COMPRESS: Next, compress your thumb and forefinger together and roll them towards the nipple. You will soon see milk start to flow, in drops at first and later, for some women, in streams. Avoid sliding your fingers down towards the nipple as that could cause irritation to your skin. Instead, simply roll and COMPRESS.
RELEASE: Let up on the pressure and relax your hand. This gets you ready for the next PRESS/COMPRESS motion. Try not to jiveparty.com simply maintain pressure and roll back and mothershipton.co.uk forth. Instead, RELEASE before starting again.
As you do these three steps, you’ll find a rhythm to the motion. After doing this several times, rotate your hand so you are stimulating a different part of the i use it breast. You can also switch frequently between both breasts.
Don’t expect milk IMMEDIATELY! It will take a few minutes. Just like when a baby nurses, it takes a bit of time to stimulate the breast before the milk ejects.
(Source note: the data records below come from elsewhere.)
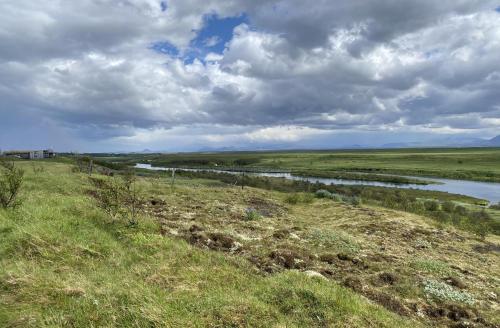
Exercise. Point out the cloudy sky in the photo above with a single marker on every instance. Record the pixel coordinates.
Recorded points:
(125, 75)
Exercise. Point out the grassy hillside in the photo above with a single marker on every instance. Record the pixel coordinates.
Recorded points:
(207, 253)
(64, 263)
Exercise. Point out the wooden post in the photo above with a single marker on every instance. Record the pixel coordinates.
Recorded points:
(173, 177)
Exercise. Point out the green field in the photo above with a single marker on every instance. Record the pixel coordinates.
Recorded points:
(207, 253)
(481, 164)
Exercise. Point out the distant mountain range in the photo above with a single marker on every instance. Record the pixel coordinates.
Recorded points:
(448, 142)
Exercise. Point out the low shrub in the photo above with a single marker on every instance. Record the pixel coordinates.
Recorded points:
(448, 207)
(252, 214)
(431, 205)
(441, 291)
(322, 193)
(299, 198)
(339, 241)
(431, 266)
(11, 180)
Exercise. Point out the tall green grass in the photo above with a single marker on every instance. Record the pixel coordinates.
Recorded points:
(64, 263)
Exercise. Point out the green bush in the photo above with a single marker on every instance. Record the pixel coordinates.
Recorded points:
(299, 198)
(441, 291)
(322, 193)
(448, 207)
(431, 205)
(11, 180)
(252, 214)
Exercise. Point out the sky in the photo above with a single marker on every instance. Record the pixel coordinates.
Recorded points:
(189, 75)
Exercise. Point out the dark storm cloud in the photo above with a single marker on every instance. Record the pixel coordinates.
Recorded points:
(88, 68)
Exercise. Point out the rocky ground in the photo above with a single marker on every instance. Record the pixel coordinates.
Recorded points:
(440, 276)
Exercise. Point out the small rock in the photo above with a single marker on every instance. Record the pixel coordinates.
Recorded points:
(314, 274)
(492, 296)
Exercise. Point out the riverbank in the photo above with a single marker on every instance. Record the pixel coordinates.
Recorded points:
(208, 253)
(471, 164)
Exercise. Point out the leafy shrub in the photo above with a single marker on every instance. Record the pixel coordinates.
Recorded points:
(353, 200)
(431, 266)
(108, 195)
(340, 241)
(431, 205)
(38, 169)
(302, 198)
(441, 291)
(252, 214)
(448, 207)
(460, 210)
(322, 193)
(118, 197)
(11, 180)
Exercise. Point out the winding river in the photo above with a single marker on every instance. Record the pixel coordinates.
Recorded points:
(483, 190)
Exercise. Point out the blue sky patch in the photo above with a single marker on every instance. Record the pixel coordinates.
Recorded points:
(166, 48)
(163, 5)
(214, 35)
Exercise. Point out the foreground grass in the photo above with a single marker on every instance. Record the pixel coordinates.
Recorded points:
(63, 263)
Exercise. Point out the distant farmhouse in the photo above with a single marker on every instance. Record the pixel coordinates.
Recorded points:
(30, 154)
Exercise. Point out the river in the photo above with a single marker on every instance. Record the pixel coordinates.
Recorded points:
(483, 190)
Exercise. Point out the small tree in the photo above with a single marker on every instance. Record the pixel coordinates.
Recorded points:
(119, 197)
(11, 180)
(131, 196)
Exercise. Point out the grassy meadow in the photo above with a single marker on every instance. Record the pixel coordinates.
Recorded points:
(208, 253)
(482, 164)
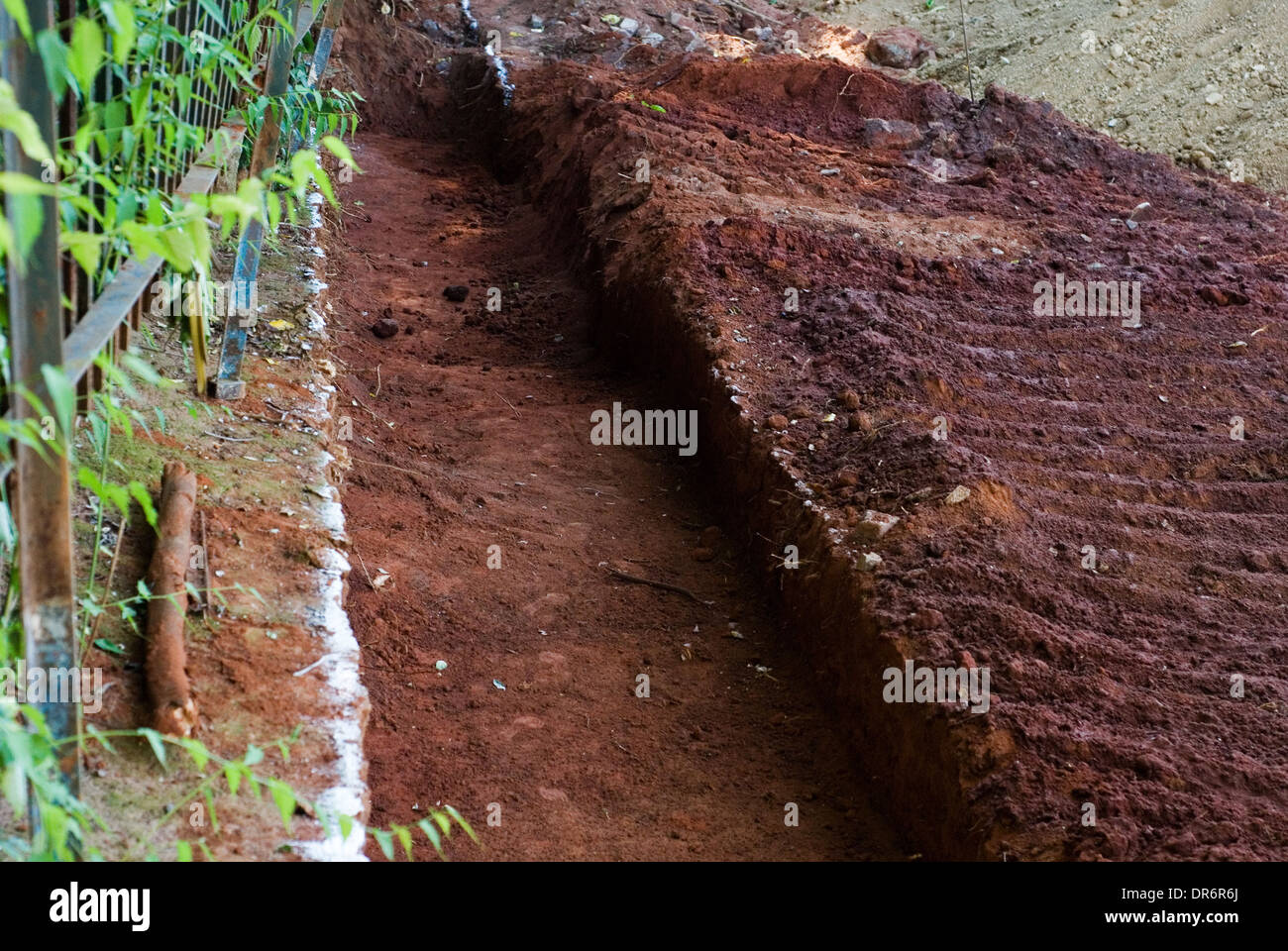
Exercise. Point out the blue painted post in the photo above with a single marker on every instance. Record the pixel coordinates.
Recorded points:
(228, 382)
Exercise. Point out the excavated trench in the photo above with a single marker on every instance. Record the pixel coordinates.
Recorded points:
(837, 270)
(485, 527)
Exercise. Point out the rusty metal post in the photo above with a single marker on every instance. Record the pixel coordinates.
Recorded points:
(228, 382)
(322, 52)
(37, 341)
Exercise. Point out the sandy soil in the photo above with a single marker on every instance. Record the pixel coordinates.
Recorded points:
(1203, 81)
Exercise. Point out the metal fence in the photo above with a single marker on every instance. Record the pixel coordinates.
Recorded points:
(60, 316)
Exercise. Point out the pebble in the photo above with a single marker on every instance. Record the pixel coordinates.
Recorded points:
(384, 328)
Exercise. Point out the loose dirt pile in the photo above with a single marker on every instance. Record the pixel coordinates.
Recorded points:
(838, 269)
(1203, 81)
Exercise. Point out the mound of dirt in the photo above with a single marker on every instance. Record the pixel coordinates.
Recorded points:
(1008, 390)
(868, 260)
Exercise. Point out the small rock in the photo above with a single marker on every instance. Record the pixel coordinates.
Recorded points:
(889, 133)
(861, 422)
(1256, 561)
(875, 525)
(926, 619)
(901, 48)
(1144, 211)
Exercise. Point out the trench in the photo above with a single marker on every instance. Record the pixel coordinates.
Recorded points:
(580, 714)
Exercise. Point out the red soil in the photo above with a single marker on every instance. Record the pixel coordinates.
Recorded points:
(492, 411)
(915, 264)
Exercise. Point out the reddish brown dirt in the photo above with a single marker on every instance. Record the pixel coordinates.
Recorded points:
(1111, 687)
(490, 411)
(915, 264)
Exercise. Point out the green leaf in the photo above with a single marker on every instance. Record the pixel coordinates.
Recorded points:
(98, 735)
(18, 11)
(284, 799)
(140, 492)
(155, 741)
(106, 491)
(460, 819)
(62, 392)
(85, 54)
(385, 840)
(340, 151)
(432, 834)
(124, 31)
(232, 772)
(403, 836)
(198, 753)
(85, 249)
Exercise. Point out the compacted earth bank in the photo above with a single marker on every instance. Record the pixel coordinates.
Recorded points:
(978, 390)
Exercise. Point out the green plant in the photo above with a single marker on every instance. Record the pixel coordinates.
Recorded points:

Keep going with your PRESS, COMPRESS, RELEASE action until the milk starts flowing.
Milk can be collected in whatever clean container works best for you. If your baby is brand new and you are collecting colostrum, a spoon works great. For an older baby and a larger volume of milk, many moms like to use a bowl, a coffee cup or a small mason jar. Hygeia also sells a fantastic container designed just for hand expression.
Why would I use my hands if I have a breast pump?
- Sometime we forget things.
- Sometimes things break.
- Sometimes the unexpected happens.
- And some women don’t need to express breast milk often enough to justify the purchase of a breast pump.
Hand expression gives us an opportunity to really get to know our own breasts. Many moms who use this technique quickly find that “magic spot” where the milk flows easily. With practice, we learn how our breasts feel, how they produce, and how they work best. This could have life-long impact…you do do your monthly breast self-exams, right?
Did you know that, according to one study, a group of mothers who used hand expression along with their breast pumps in the first days of their baby’s lives were able to remove almost 50% MORE milk…and the milk they expressed contained twice as much fat as the milk collected by electric breast pump only!
Hand expression is a great tool for breastfeeding mothers. It is simple, effective and can help us not only get to know how our bodies work but can increase our pump volume as well. So, get “hands on” with your breasts and give hand expression a try.